With increasing specialization within the field of cardiac surgery and a positive relationship between case volume and surgical outcomes in many areas, the concept of dedicated aortic surgeons performing acute type A aortic dissection (ATAAD) repair was investigated. From 1996 to 2014, 436 patients underwent open surgical repair of an ATAAD and were subsequently divided based on surgeon subspecialization, aortic-surgeon (AS, n = 401) vs non-aortic-surgeon (NAS, n = 35). Each aortic surgeon performed an average of 13 ATAAD repair operations per year. Preoperative comorbidities were similar between groups. Intraoperatively, the AS group had 36% aortic root replacement vs 23% in the NAS group, P = 0.12, and 36% zone 1/2/3 arch replacement vs 26% in the NAS group, P = 0.20). Postoperatively, the AS group had significantly better outcomes, including intraoperative mortality (1.2% vs 5.7%), 30-day mortality (6.5% vs 17%), and composite outcomes (23% vs 46%). Multivariable logistic regression showed NAS was a risk factor for 30-day mortality with an odds ratio (OR) of 4.4 (P = 0.03), as were COPD (OR = 4.0, P = 0.046) and cardiogenic shock (OR = 13.4, P < 0.0001). The 10-year survival was 66% in the AS group vs 46% in the NAS group, P = 0.02. NAS (HR = 2.2), Age (hazard ratio (HR) = 1.05), COPD (HR = 1.96), acute stroke (HR = 3.0), and New York Heart Association class III or IV (HR = 1.75) were significant risk factors for long-term mortality. Managing ATAAD by subspecialized aortic surgeons resulted in improved short- and long-term outcomes. Our specialty could consider ATAAD repair by high-volume aortic surgeons for better patient outcomes.

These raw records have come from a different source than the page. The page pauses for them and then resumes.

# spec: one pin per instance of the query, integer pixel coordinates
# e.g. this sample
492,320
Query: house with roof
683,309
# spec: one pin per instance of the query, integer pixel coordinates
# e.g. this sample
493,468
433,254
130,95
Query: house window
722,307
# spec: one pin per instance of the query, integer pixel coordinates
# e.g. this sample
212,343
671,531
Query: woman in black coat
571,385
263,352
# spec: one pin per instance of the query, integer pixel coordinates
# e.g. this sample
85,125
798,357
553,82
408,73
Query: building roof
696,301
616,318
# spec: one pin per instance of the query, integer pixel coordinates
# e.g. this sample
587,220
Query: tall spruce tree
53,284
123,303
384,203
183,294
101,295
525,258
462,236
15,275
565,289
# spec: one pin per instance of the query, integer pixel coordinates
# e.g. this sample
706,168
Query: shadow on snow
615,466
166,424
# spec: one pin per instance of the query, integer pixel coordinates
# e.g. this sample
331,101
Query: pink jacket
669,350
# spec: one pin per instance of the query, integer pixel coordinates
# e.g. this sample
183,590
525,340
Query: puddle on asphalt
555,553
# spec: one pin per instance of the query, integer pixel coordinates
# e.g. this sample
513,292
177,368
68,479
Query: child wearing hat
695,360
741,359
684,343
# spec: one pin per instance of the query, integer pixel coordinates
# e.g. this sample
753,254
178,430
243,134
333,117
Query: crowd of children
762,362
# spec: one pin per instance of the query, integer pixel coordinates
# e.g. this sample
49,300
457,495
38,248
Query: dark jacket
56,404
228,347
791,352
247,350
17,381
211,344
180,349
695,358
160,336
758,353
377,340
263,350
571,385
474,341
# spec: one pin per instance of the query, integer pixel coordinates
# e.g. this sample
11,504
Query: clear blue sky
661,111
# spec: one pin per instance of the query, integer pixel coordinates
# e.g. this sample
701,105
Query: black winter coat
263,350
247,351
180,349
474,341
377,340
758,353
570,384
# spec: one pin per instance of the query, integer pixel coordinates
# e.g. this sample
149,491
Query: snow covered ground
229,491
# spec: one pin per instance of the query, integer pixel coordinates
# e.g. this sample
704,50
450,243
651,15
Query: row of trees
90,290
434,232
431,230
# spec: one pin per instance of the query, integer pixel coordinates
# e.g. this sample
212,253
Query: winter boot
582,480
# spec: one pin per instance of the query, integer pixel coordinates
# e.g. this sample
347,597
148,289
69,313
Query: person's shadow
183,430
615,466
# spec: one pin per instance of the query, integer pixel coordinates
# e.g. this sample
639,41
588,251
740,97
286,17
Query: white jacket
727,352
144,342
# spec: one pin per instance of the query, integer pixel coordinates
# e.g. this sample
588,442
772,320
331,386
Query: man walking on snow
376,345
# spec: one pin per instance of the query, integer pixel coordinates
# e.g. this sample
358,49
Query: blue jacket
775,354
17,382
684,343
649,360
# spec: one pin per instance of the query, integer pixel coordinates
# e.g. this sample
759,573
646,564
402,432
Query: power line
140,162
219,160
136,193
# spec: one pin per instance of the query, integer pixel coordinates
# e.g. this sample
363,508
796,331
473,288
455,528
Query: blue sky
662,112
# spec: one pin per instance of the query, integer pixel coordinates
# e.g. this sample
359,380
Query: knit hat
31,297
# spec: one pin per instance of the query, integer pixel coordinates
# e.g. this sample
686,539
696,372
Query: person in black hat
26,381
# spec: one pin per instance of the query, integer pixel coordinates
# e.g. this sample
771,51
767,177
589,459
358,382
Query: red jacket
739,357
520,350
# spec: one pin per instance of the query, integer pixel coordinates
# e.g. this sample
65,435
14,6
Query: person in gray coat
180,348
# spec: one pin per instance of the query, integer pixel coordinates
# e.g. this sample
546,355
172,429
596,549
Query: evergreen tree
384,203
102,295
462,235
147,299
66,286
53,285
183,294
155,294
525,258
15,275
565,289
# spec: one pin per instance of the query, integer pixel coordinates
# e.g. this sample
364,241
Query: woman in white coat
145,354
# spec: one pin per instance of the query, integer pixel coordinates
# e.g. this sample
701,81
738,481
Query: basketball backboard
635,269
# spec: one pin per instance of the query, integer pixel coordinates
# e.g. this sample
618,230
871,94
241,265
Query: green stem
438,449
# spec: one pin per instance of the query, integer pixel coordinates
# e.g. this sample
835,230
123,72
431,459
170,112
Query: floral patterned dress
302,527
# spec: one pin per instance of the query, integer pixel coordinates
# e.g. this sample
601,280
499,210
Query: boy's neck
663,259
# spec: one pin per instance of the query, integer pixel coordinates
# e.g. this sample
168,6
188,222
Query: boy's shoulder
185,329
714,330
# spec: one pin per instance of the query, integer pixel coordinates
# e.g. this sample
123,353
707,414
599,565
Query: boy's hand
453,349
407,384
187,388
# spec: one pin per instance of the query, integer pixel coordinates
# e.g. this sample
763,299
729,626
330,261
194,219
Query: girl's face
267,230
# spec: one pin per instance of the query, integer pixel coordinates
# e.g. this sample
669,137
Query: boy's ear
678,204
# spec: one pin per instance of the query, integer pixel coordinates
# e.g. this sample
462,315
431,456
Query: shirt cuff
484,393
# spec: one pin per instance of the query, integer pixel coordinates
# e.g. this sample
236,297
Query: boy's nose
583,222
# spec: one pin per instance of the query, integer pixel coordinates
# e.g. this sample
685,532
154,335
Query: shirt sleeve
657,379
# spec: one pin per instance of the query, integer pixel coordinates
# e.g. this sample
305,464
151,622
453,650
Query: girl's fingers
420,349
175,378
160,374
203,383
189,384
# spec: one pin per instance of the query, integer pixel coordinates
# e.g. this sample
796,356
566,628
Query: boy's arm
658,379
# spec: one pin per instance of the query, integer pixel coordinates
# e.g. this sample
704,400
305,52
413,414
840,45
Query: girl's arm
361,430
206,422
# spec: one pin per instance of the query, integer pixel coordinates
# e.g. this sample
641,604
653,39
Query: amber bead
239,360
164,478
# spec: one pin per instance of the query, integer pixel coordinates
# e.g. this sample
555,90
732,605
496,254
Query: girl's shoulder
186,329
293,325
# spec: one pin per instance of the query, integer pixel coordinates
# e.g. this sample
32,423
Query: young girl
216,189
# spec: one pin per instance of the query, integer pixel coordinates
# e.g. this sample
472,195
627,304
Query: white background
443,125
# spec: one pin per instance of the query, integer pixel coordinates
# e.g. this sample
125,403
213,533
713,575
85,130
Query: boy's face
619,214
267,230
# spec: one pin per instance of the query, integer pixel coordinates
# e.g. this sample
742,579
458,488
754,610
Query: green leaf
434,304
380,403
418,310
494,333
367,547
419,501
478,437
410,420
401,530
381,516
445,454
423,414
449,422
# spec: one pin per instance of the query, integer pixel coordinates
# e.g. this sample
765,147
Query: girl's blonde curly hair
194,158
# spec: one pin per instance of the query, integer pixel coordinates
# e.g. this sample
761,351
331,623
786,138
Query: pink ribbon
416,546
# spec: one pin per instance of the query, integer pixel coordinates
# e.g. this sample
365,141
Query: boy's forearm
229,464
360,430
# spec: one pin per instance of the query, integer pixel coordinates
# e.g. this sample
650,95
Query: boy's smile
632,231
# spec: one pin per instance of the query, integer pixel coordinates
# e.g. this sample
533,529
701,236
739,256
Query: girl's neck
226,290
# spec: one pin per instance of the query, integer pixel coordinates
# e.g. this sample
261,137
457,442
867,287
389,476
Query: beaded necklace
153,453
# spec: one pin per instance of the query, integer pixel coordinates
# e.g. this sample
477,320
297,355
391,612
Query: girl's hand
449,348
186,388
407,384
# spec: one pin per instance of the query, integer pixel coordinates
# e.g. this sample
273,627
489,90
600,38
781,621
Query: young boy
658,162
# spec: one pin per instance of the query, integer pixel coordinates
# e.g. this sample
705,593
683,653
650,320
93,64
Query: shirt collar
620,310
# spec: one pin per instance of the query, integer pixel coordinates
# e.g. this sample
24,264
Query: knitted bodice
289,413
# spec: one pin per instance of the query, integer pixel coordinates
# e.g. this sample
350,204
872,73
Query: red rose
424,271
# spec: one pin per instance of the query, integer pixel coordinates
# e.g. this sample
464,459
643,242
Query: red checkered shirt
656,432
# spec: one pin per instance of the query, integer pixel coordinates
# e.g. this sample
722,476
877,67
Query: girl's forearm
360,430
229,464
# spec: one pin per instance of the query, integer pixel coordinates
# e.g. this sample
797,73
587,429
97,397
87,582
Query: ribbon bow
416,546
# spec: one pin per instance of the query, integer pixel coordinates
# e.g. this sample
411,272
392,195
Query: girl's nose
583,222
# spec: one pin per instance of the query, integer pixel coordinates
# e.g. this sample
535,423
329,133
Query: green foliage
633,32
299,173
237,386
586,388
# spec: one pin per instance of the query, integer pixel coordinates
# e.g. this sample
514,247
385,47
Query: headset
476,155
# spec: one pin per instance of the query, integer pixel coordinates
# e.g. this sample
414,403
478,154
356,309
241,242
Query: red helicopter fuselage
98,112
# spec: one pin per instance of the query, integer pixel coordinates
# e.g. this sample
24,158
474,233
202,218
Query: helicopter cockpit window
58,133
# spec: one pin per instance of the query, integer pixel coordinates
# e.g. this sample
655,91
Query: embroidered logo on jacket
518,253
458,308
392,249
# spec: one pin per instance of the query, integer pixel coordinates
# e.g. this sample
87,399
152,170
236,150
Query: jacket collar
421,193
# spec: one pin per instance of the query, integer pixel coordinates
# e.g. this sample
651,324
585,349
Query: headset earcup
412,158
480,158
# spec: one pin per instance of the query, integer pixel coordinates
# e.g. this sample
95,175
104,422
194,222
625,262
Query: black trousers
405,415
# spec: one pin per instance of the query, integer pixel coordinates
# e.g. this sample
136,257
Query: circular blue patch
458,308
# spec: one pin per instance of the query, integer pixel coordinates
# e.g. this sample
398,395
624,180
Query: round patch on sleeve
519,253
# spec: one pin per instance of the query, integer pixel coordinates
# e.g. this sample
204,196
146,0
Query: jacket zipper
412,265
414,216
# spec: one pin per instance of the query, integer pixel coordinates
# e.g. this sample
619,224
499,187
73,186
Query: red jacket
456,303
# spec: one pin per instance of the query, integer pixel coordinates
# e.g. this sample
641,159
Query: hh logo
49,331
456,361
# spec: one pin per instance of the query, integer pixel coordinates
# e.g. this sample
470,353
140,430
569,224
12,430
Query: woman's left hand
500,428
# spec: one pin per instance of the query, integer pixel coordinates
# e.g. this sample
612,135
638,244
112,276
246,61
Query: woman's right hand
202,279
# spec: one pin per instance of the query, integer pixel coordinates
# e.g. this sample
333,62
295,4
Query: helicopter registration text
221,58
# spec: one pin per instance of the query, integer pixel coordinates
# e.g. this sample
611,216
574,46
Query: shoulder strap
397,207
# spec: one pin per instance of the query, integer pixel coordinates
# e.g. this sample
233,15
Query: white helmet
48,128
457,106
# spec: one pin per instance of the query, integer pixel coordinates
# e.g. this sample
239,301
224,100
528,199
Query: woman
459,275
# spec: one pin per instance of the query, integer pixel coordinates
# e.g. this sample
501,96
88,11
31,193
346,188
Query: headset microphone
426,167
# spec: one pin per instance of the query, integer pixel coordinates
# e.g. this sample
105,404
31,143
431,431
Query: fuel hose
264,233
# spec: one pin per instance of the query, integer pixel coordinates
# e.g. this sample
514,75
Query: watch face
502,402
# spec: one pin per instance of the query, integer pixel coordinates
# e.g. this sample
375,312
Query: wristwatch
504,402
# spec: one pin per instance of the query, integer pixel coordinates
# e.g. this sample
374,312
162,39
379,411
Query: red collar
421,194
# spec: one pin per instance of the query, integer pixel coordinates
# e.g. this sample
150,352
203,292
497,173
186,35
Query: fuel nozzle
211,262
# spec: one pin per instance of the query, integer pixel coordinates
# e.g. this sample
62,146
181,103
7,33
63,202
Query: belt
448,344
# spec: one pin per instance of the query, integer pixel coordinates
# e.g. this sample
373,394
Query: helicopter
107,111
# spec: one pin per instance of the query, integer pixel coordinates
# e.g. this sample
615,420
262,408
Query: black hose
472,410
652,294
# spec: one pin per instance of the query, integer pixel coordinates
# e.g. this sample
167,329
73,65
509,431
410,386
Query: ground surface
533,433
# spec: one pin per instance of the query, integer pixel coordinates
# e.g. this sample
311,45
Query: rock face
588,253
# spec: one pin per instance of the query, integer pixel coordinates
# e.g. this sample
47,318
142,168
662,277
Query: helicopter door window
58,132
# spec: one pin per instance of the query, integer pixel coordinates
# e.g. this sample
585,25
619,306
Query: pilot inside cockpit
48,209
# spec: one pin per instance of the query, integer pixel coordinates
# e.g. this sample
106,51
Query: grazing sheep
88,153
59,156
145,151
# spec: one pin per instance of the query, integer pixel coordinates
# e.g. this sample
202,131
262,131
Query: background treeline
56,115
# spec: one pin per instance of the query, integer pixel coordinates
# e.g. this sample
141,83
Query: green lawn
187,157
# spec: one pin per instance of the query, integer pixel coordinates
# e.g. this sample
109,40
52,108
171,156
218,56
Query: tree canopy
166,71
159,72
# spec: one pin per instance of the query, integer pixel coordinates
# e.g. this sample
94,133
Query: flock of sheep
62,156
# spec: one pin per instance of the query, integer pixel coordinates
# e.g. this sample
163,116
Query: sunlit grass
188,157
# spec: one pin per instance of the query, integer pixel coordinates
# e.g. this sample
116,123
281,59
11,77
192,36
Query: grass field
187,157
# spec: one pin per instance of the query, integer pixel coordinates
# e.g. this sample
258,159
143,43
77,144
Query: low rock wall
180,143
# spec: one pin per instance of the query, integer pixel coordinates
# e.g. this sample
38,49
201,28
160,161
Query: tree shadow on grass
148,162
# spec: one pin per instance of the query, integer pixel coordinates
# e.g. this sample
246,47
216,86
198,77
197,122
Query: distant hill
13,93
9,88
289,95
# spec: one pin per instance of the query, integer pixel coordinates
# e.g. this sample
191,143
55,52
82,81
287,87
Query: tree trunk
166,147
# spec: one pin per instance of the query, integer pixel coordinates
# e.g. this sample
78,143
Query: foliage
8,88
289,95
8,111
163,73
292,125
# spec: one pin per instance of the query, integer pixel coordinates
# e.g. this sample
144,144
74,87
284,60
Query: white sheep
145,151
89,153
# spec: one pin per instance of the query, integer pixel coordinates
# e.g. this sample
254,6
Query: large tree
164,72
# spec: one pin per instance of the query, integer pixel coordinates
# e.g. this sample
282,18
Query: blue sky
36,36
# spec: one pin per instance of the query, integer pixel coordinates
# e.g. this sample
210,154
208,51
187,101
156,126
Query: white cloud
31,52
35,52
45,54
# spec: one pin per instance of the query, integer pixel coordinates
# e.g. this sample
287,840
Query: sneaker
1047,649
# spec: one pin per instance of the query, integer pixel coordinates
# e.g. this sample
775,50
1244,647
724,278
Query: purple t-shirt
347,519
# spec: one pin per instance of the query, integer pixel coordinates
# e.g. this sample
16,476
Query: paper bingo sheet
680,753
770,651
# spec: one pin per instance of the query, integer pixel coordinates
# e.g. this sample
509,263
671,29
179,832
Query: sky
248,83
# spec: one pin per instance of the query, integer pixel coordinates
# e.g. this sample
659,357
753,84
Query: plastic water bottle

随着心脏外科领域专业化程度的提高,以及许多领域手术量与手术效果之间存在正相关关系,研究了由专门的主动脉外科医生进行急性A型主动脉夹层(ATAAD)修复的概念。1996年至2014年,436例患者接受了ATAAD的开放手术修复,随后根据外科医生的亚专业进行分组,分为主动脉外科医生组(AS,n = 401)和非主动脉外科医生组(NAS,n = 35)。每位主动脉外科医生每年平均进行13例ATAAD修复手术。两组术前合并症相似。术中,AS组主动脉根部置换率为36%,而NAS组为23%,P = 0.12;1/2/3区主动脉弓置换率AS组为36%,NAS组为26%,P = 0.20。术后,AS组的手术效果明显更好,包括术中死亡率(1.2%对5.7%)、30天死亡率(6.5%对17%)和综合结局(23%对46%)。多变量逻辑回归显示,NAS是30天死亡率的危险因素,比值比(OR)为4.4(P = 0.03),慢性阻塞性肺疾病(COPD,OR = 4.0,P = 0.046)和心源性休克(OR = 13.4,P < 0.0001)也是如此。AS组的10年生存率为66%,NAS组为46%,P = 0.02。NAS(HR = 2.2)、年龄(风险比(HR) = 1.05)、COPD(HR = 1.96)、急性中风(HR = 3.0)以及纽约心脏协会III或IV级(HR = 1.75)是长期死亡率的显著危险因素。由亚专业的主动脉外科医生处理ATAAD可改善短期和长期结局。我们的专业领域可以考虑由高手术量的主动脉外科医生进行ATAAD修复,以获得更好的患者结局。